Most patients evolved without major immediate post-operative events, and the median postoperative length of stay was 17 days, assuring optimum levels of anticoagulation and suitable education to patients and caregivers on the use of the equipment.
The mean follow-up was 846±479 days (range, 23–1,481 days), and has not been devoid of complications, registering a total of 20 hospitalizations.
The patient who died 23 days after surgery was the most severely ill, classified as Intermacs 1, corresponding to the group of patients reported with the highest probability of death because of poor hemodynamic conditions on other organs, that finally lead to multiorgan failure (22).
As described in literature, this group also presented different complications during follow-up, many of them requiring hospitalization, making it necessary to have a close follow-up of these patients. It is probable that future progress in device design and medical treatment will decrease the postoperative complication rate (23).
Conclusions
LVAD implantation as a “bridge to transplantation” is a strategy that has generated considerable interest in the developed world, as a product of the organ donation shortage along with improved cost-effectiveness of new devices (24,25).
This report, even if includes a small number of patients, is the largest in South America and reveals the advantages and difficulties of this important procedure, that has attained great progress but is not free of complications.

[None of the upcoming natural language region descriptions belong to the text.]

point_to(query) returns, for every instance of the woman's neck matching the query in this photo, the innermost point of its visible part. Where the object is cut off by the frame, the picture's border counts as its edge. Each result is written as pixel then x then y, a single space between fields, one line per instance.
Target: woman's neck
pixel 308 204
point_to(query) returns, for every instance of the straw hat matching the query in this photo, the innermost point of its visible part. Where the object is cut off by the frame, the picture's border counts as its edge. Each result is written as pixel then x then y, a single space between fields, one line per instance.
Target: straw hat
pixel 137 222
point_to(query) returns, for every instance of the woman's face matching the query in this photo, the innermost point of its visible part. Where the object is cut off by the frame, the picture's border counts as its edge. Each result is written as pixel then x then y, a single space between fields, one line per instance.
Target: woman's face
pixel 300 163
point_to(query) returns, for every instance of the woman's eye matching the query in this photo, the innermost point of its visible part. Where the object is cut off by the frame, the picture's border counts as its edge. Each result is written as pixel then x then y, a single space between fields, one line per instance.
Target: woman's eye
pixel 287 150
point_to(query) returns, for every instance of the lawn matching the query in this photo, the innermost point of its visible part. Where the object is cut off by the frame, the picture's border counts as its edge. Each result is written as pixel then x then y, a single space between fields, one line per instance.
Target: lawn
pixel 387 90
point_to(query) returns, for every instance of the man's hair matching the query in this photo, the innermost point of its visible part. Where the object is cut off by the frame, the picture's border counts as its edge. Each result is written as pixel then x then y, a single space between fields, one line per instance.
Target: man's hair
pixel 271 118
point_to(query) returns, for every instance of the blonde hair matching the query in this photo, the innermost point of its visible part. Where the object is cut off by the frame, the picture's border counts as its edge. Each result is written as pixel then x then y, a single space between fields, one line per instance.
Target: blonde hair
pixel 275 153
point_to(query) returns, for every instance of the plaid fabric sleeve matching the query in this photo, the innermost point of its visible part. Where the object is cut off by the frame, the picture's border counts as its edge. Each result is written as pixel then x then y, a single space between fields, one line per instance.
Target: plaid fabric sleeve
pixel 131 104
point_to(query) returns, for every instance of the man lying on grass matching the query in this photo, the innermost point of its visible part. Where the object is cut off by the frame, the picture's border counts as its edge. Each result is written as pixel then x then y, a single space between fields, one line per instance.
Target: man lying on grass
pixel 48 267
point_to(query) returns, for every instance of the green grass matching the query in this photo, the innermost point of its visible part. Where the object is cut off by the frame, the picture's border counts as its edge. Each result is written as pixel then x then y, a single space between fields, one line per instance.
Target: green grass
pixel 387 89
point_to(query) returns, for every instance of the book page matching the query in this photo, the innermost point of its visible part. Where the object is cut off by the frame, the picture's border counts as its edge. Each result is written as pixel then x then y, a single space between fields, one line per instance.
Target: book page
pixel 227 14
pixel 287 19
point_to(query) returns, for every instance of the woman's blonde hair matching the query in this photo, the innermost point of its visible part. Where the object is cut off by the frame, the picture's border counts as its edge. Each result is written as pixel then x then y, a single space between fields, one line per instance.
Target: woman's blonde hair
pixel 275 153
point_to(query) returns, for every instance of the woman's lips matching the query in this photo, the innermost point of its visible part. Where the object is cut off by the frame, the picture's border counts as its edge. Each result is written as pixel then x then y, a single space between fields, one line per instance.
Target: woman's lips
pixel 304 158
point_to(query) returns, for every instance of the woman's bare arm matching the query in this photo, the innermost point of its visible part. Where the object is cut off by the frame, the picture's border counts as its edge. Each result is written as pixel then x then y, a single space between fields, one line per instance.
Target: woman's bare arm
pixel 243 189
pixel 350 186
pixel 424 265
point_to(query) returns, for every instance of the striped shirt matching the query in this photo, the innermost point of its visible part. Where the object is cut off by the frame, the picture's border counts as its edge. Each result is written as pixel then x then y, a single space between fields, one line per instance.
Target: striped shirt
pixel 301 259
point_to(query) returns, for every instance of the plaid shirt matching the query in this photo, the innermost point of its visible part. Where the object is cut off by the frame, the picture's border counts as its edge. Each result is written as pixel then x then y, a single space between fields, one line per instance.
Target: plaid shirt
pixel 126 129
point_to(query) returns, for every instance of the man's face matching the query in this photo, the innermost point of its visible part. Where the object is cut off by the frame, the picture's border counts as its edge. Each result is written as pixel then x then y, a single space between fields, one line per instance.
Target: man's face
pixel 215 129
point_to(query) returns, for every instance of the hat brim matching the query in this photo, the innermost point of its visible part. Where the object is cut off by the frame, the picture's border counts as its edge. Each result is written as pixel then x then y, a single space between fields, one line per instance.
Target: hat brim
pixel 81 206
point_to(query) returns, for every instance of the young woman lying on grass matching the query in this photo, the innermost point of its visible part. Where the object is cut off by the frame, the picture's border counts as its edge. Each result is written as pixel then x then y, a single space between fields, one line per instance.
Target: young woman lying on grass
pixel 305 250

The patients described in this study represent the most important experience in minimally invasive LVAD implantation surgery as a bridge to transplantation with the longest follow-up in Chile and South America. The positive outcome of this program is a result of the cumulative experience in ES-HF management, support from successful academic exchange with the Hannover Medical School, and work done for over 20 years in short-term circulatory assistance in advanced heart failure patients (26).
Acknowledgements
The authors are particularly grateful to Professor Axel Haverich, Head of the Cardiac, Thoracic, Transplantation and Vascular Surgery Department, Hannover Medical, Professor Jan Schmitto and Dr. Sebastian Rojas, from the same institution, who gave us their full collaboration, expertise and support to achieve this successful experience.
Footnote
Conflicts of Interest: The authors have no conflicts of interest to declare.
Ethical Statement: The study was approved by the Ethics Committee of Hospital Dr. Gustavo Fricke (No. 16199).